In the U.S., 91% of stores were open by the end of May, though many were limited to takeaway orders and had reduced hours.
Same-store sales were down 32% the last week of May, also showing continued improvement, after dropping 63% in April. Sales have overwhelmingly come through the drive-through window and mobile-order-and-pay function, the company said.
Starbucks now expects to open 300 net new stores in the U.S. in fiscal 2020, down from 600 originally. The company will close up to 400 stores as part of a repositioning in the U.S. that will include a new store format designed for “on-the-go” urban markets. They’ll be located near traditional cafes that include seating, to reduce crowding.
These new Starbucks PickUp locations have been tested in New York City and Toronto and are designed for mobile orders.

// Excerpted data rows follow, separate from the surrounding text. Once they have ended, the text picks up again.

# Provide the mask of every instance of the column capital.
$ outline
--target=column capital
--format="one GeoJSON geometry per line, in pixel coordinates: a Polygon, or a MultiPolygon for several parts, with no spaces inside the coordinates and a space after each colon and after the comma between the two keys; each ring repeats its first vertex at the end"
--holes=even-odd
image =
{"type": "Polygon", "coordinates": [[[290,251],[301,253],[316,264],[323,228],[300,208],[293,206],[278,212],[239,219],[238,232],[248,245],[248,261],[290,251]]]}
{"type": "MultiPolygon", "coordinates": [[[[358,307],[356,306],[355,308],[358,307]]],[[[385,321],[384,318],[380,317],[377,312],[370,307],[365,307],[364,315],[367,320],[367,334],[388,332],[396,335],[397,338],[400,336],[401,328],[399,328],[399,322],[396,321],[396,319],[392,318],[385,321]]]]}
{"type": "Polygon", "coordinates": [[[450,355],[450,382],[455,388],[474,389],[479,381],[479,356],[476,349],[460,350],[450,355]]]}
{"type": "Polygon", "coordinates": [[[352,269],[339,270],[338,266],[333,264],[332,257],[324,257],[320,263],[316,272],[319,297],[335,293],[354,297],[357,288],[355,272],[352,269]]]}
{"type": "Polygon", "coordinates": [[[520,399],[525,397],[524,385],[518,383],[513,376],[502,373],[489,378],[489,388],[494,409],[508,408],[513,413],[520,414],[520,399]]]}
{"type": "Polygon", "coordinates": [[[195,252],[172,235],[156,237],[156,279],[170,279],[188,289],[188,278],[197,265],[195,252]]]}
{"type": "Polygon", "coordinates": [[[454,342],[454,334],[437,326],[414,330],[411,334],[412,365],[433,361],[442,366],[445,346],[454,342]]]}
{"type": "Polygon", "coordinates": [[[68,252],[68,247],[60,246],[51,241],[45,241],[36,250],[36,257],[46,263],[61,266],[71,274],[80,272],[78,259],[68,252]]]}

Before the coronavirus pandemic, about 80% of transactions at U.S. company-owned stores were takeaway.
This new store program is expected to yield net store growth in fiscal 2021, but also have a “moderately negative” impact on revenue in the Americas.
Starbucks gave the business update ahead of a Stifel virtual conference taking place on Wednesday. The company is scheduled to report fiscal third-quarter results on July 28.
Starbucks stock has fallen 6.3% for the year to date while the S&P 500 index SPX, +0.01% is down 0.7% for the period.